Aunt Tacks wrote her letter to me on Dec. 7th. “Today is Pearl Harbor day and my thoughts have gone to you. I remember the day in ’41 when our family gathered at your parents’ home. We had brought a crib to welcome you home from the hospital. That’s when we heard the announcement of Pearl Harbor. Sad day.”
I am, of course, well aware that I was two weeks old when the Japanese attacked Pearl Harbor, but her note adds another dimension to my perception of my birth. My parents had just celebrated their first wedding anniversary. Now their country was at war, and they had an infant to tend. How worried they must have been, how concerned for the future. My father would serve in the Army-Air Corps, as it was called then, and be stationed in the Philippines. My mother and I would move in with her sister and her five children, while her husband also was gone.

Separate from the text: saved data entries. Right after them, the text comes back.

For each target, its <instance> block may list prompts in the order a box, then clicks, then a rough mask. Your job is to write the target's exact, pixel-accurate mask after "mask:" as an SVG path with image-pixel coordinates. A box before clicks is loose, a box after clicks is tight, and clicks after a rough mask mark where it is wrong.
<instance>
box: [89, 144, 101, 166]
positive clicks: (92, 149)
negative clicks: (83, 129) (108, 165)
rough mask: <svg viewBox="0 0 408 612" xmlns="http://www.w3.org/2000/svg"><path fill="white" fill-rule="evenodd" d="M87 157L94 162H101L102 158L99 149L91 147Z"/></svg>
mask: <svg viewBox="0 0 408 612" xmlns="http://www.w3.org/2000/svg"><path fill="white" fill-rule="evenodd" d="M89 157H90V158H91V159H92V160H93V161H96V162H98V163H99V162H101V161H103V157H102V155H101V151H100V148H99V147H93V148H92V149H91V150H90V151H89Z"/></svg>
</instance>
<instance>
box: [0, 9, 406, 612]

I read and reread that letter from my aunt, the only person who can bridge my generation and hers. Did she mean I’d just come home from the hospital that day, two weeks after I was born? Why was I in the hospital that long? Or, did she mean they had brought the crib only that day? What did she mean by “our family?” Who was there? I know there were other relatives living there in Detroit. Were some of them present, some of my mother’s sisters? How did they feel? Were they frightened? Surely the men were already registered with the draft. Did they want to go, to defend their country from the attackers?
I remember that crib. I remember where in the small bedroom it was placed.

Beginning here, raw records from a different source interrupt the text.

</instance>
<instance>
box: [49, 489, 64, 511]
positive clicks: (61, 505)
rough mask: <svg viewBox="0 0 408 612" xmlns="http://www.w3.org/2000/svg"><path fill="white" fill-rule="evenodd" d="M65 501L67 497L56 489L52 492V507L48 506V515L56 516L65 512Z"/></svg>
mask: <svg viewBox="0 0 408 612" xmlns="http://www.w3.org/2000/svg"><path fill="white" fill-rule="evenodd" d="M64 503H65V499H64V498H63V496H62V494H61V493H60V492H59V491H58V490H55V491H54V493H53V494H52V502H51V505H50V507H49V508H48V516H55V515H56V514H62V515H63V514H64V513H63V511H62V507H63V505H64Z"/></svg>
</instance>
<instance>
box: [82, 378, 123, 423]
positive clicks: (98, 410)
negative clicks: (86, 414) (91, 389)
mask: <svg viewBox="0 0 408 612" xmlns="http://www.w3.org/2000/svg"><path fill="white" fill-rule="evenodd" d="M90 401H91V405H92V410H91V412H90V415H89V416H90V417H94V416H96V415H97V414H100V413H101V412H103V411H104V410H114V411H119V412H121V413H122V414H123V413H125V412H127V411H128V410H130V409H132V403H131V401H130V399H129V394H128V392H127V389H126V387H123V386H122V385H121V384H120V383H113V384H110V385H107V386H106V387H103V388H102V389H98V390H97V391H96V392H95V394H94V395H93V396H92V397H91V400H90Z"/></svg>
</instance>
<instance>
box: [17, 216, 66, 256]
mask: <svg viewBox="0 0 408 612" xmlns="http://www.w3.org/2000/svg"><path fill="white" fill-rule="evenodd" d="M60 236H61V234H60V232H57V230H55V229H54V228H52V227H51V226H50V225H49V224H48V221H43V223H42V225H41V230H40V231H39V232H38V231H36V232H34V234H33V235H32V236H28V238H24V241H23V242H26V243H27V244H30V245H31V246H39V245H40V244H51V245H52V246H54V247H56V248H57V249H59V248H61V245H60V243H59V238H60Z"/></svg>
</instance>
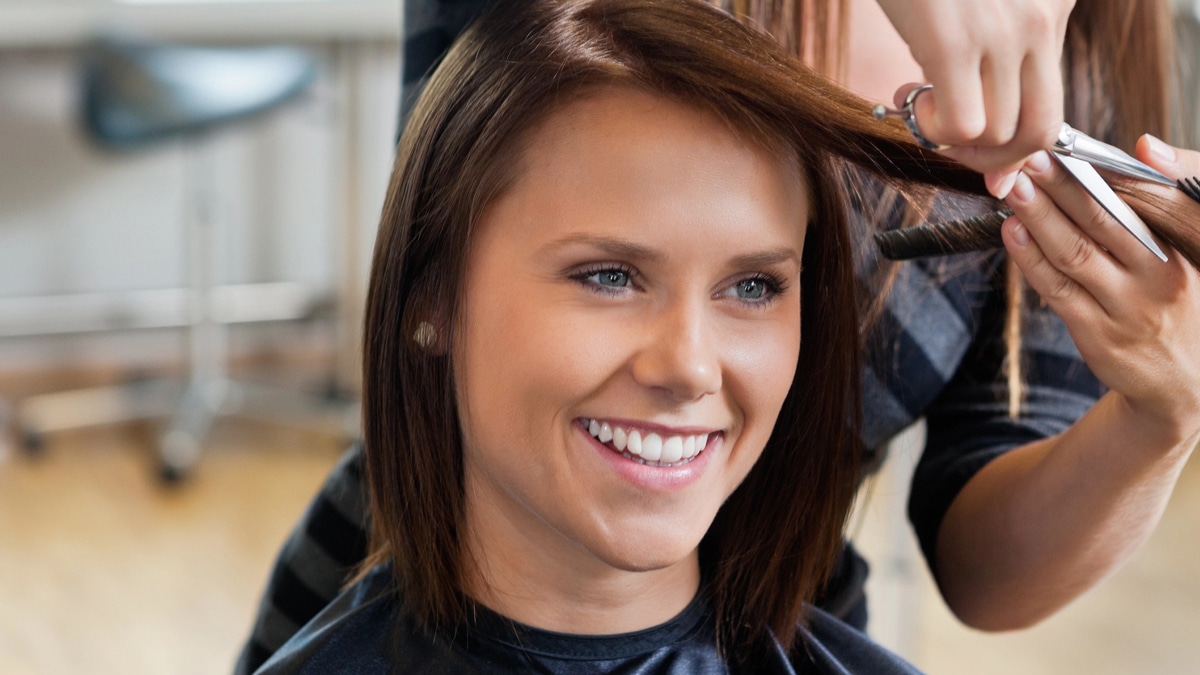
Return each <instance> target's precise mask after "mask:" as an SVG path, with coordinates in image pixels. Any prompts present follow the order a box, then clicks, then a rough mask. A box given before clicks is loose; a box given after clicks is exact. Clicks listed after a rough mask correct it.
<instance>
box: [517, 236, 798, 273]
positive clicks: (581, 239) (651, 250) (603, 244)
mask: <svg viewBox="0 0 1200 675" xmlns="http://www.w3.org/2000/svg"><path fill="white" fill-rule="evenodd" d="M576 245H587V246H594V247H596V249H600V250H601V251H604V252H606V253H608V255H611V256H613V257H617V258H622V259H630V261H646V262H662V261H664V259H666V257H667V256H666V253H664V252H662V251H659V250H658V249H652V247H649V246H643V245H642V244H635V243H632V241H628V240H625V239H617V238H614V237H594V235H578V234H572V235H568V237H563V238H562V239H556V240H554V241H551V243H550V244H546V245H545V246H542V249H541V250H540V251H539V252H540V253H541V255H544V256H545V255H548V253H553V252H554V251H558V250H560V249H565V247H568V246H576ZM786 262H796V263H797V264H799V262H800V255H799V253H798V252H797V251H796V249H792V247H790V246H780V247H778V249H768V250H764V251H755V252H752V253H743V255H739V256H734V257H733V258H731V259H730V267H733V268H738V269H743V268H761V267H772V265H775V264H780V263H786Z"/></svg>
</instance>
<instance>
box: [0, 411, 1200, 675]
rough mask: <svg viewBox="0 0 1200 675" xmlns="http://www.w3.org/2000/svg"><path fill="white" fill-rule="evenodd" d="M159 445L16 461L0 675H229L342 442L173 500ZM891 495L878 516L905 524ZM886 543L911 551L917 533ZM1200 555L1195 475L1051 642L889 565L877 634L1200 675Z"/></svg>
mask: <svg viewBox="0 0 1200 675" xmlns="http://www.w3.org/2000/svg"><path fill="white" fill-rule="evenodd" d="M146 440H148V436H146V435H144V434H139V432H137V430H136V429H131V428H124V429H109V430H101V431H94V432H72V434H66V435H58V436H55V437H54V438H53V440H52V441H53V442H52V443H50V446H49V447H48V448H47V450H46V453H44V455H43V456H40V458H36V459H30V458H26V456H24V455H22V454H19V453H16V452H11V450H10V452H8V453H6V454H4V456H2V459H0V673H4V674H37V675H58V674H76V673H89V674H98V675H106V674H122V675H130V674H132V675H138V674H154V675H158V674H205V675H206V674H214V673H227V671H229V669H230V667H232V664H233V661H234V658H235V653H236V651H238V649H239V645H240V641H241V640H242V639H244V637H245V634H246V631H247V627H248V623H250V620H251V616H252V613H253V609H254V605H256V603H257V601H258V593H259V592H260V590H262V586H263V583H264V579H265V575H266V572H268V569H269V566H270V562H271V558H272V557H274V555H275V551H276V549H277V548H278V545H280V543H281V540H282V538H283V536H284V534H286V532H287V530H288V527H289V526H290V525H292V524H293V522H294V520H295V519H296V516H298V515H299V513H300V510H301V509H302V508H304V504H305V503H306V502H307V500H308V498H310V497H311V495H312V494H313V492H314V490H316V489H317V486H318V485H319V483H320V480H322V478H323V477H324V474H325V473H326V472H328V470H329V467H330V466H331V465H332V464H334V461H336V459H337V456H338V454H340V453H341V443H340V442H337V441H334V440H332V438H324V437H313V436H310V435H304V434H300V432H295V431H288V430H283V429H280V428H271V426H266V425H260V424H252V423H224V424H223V425H222V426H220V428H218V430H217V434H216V436H215V438H214V443H212V447H211V449H210V450H209V453H208V454H206V455H205V456H204V459H203V461H202V464H200V465H199V467H198V470H197V472H196V474H194V476H193V477H192V479H191V480H190V482H187V483H186V484H182V485H179V486H176V488H174V489H167V488H163V486H162V485H160V484H158V483H157V482H156V478H155V473H154V466H155V465H154V462H152V459H151V456H150V454H149V450H148V444H146ZM887 491H888V489H883V490H882V491H881V490H878V489H877V491H876V494H875V495H872V498H871V501H870V506H871V508H876V507H877V508H884V507H886V508H888V509H889V513H890V515H895V513H894V508H893V507H889V506H888V503H889V501H888V495H887ZM887 536H889V537H892V538H893V539H898V538H899V539H905V540H908V542H911V534H908V532H907V530H906V528H905V527H902V526H901V527H900V528H898V530H895V531H894V532H892V533H890V534H887ZM872 537H875V538H880V536H878V534H864V538H865V539H871V538H872ZM866 543H868V544H870V542H866ZM1198 543H1200V470H1198V468H1196V467H1194V466H1193V467H1189V468H1188V471H1187V474H1186V476H1184V479H1183V482H1182V483H1181V485H1180V489H1178V490H1177V492H1176V496H1175V500H1174V502H1172V503H1171V507H1170V510H1169V513H1168V514H1166V518H1165V520H1164V522H1163V524H1162V527H1160V528H1159V531H1158V533H1157V534H1156V537H1154V538H1153V540H1152V542H1151V543H1150V544H1148V546H1147V548H1146V549H1145V550H1144V551H1142V552H1141V555H1139V556H1138V558H1136V560H1134V561H1133V562H1132V563H1130V565H1129V566H1128V567H1127V568H1124V569H1123V571H1122V572H1121V573H1118V574H1117V575H1116V577H1115V578H1112V579H1111V580H1110V581H1109V583H1108V584H1105V586H1104V587H1102V589H1100V590H1098V591H1094V592H1093V593H1091V595H1090V596H1087V597H1085V598H1084V599H1082V601H1080V602H1078V603H1076V604H1074V605H1073V607H1070V608H1069V609H1068V610H1067V611H1064V613H1062V614H1061V615H1060V616H1058V617H1055V619H1054V620H1051V621H1049V622H1046V623H1045V625H1043V626H1040V627H1038V628H1037V629H1034V631H1031V632H1027V633H1021V634H1015V635H1000V637H996V635H982V634H978V633H972V632H970V631H966V629H964V628H961V627H960V626H959V625H956V623H955V622H954V620H953V619H950V617H949V615H948V614H947V613H946V610H944V609H943V608H942V605H941V603H940V601H938V599H937V598H936V595H934V591H932V586H931V584H930V583H929V580H928V577H925V575H924V569H923V567H922V565H920V563H919V561H913V560H911V558H910V560H908V561H907V562H904V561H899V562H898V561H892V560H888V558H886V557H884V558H880V560H874V563H875V575H874V577H875V579H876V580H878V581H886V580H887V579H889V578H894V577H896V575H898V573H899V575H900V577H902V578H904V579H907V581H906V584H907V586H908V587H907V589H901V590H900V591H899V595H898V593H896V592H895V590H893V591H890V592H883V591H876V590H872V591H871V592H872V598H874V599H872V603H874V604H872V629H874V627H875V626H878V629H880V631H884V629H888V621H887V619H888V616H889V615H892V616H899V617H900V620H899V621H893V625H895V623H899V625H900V633H902V634H907V638H905V639H901V644H900V645H899V647H898V649H902V650H905V651H906V652H907V656H908V657H910V658H912V659H913V661H914V662H916V663H917V664H918V665H920V667H922V668H923V669H925V670H926V671H929V673H930V674H932V675H952V674H964V673H967V674H980V675H988V674H1001V673H1003V674H1014V673H1015V674H1022V675H1026V674H1055V675H1057V674H1075V673H1087V674H1096V675H1105V674H1130V673H1136V674H1141V673H1151V674H1166V675H1172V674H1180V675H1183V674H1192V673H1200V562H1198V552H1200V544H1198ZM872 583H874V581H872ZM896 598H901V599H900V601H896ZM905 598H906V599H905ZM889 603H890V604H889ZM890 631H892V632H893V637H892V638H890V639H895V633H896V628H895V626H893V627H892V628H890Z"/></svg>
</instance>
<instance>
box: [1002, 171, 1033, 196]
mask: <svg viewBox="0 0 1200 675" xmlns="http://www.w3.org/2000/svg"><path fill="white" fill-rule="evenodd" d="M1008 198H1009V199H1015V201H1018V202H1021V203H1028V202H1032V201H1033V181H1032V180H1030V177H1027V175H1025V172H1020V171H1019V172H1016V180H1014V181H1013V191H1012V193H1010V195H1009V196H1008Z"/></svg>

My aunt is of the old school of Christmas cards, that which required the inclusion of a hand-written letter, individually oriented to the recipient. No computer-printed, generic, one-size-fits-all letter for her. Her handwriting is small and neat, and much more legible than mine. Curiously, her cursive resembles my father’s, though I suppose it isn’t that surprising, assuming they both attended the same grade school in Thomas, West Virginia, and assuming Palmer penmanship was taught there. My father was left handed; I wonder if she is also. Oddly, my handwriting has evolved to appear eerily similar to my mother’s, though it tends to be small like my father's.
Aunt Tacks has given me much to think about, and I shall have to write her a letter to ask all the questions I have. I have questions that never occurred to me before. Now the link to my past, to the knowledge of me before I became aware of me, lies with my father's sister, the one who hand-writes letters just to me and slips them into a folded Christmas card.